Dos anos 80 para cá, sabe-se que, no Brasil, o
comportamento do torcedor nas arquibancadas dos estádios de futebol
modificou-se consideravelmente. Isso se deu pelo surgimento de configurações
organizativas com característica burocrática/militar,5 fenômeno essencialmente
urbano6 que cria uma nova categoria de torcedor, ou seja, o chamado
"torcedor organizado".
Fica uma indagação: em quais circunstâncias
socioculturais, políticas e econômicas nasce essa "nova categoria de
torcedor"? A questão perpassa todo texto e remete à análise da
constituição do tecido social das grandes cidades.

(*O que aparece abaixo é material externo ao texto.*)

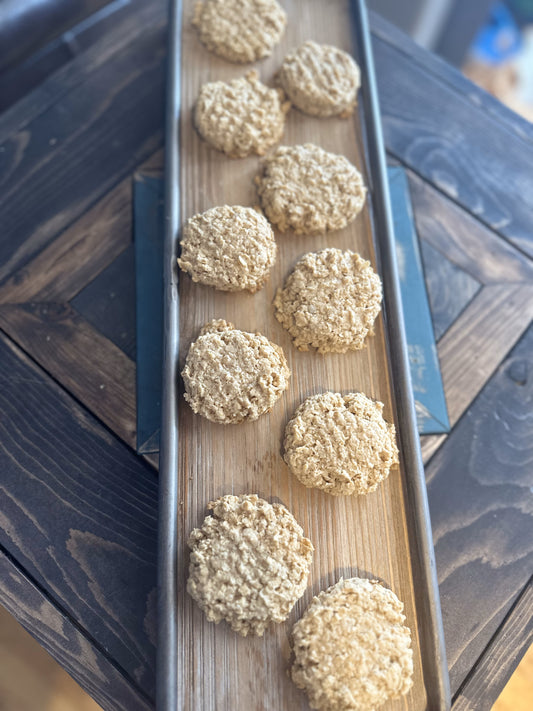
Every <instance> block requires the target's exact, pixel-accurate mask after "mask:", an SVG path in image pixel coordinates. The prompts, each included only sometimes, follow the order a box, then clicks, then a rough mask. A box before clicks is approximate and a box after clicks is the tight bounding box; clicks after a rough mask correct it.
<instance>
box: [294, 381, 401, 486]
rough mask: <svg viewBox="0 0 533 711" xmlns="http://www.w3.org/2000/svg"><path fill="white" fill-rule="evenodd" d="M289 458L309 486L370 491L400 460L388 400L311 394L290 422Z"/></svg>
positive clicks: (359, 397) (351, 396)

A violência entre "torcidas organizadas"
não está desarticulada dos aspectos político, econômico e sociocultural
vivenciados nas relações individuais e grupais na sociedade brasileira
contemporânea. Conseqüentemente, o estilo de vida dos jovens, aqui denominados
de novos sujeitos sociais,9 não pode ser dissociado dos desdobramentos causados
por esses traçados político-econômicos legitimados no "jogo" social. Na
década de 70, o poder de mando do complexo industrial interferiu nas
macroorganizações político-econômicas, provocando grandes instabilidades nas
microorganizações sociais emergentes. Em outras palavras, o conflito entre os poderes
econômico e social marcou a construção do espaço urbano das grandes cidades,
prevalecendo o interesse do capital e, de alguma forma, esse processo
interferiu, inclusive, na identidade social dos jovens que se expressam através
da negação do outro (enquanto ser social), da disputa e da violência prazeirosa
entre os grupos rivais.
Vários dos conflitos entre torcedores organizados
são, hoje, agendados nas redes sociais. Fotos das brigas e da destruição
provocada pelos componentes destes agrupamentos organizados estão exibidas,
para quem quiser ver, no universo das mídias sociais. Mostrar para os colegas
os seus feitos no “campo de batalha” é fator de distinção dentro da estrutura
militarizada destas instituições. Um serviço de inteligência, que simplesmente
acompanhasse as redes sociais, ajudaria na identificação dos torcedores
violentos e na adoção de medidas preventivas para evitar conflitos. Três
aspectos se convergem para justificar e explicar a violência entre
"torcidas": a juventude, cada vez mais esvaziada de consciência
social e coletiva; o modelo de sociedade de consumo instaurado no Brasil, que
valoriza a individualidade, o banal e o vazio; e o prazer e a excitação gerados
pela violência ou pelos confrontos agressivos.
O que se arrisca, por
derradeiro, dizer é que a violência caracterizou-se como parte intensa nas
dimensões do cotidiano urbano contemporâneo, em especial dos grandes centros,
sendo que uma pista importante, diante da intolerância da
"comunidade" esportiva e das "autoridades públicas" ao movimento
de "torcidas organizadas", cinge-se na indicação de que a repressão
(policial, legal, etc.) contribui para manter uma "suposta ordem",
porém, contribui, também, no deslocamento dessa massa jovem para outros
movimentos de busca de prazer e de excitação.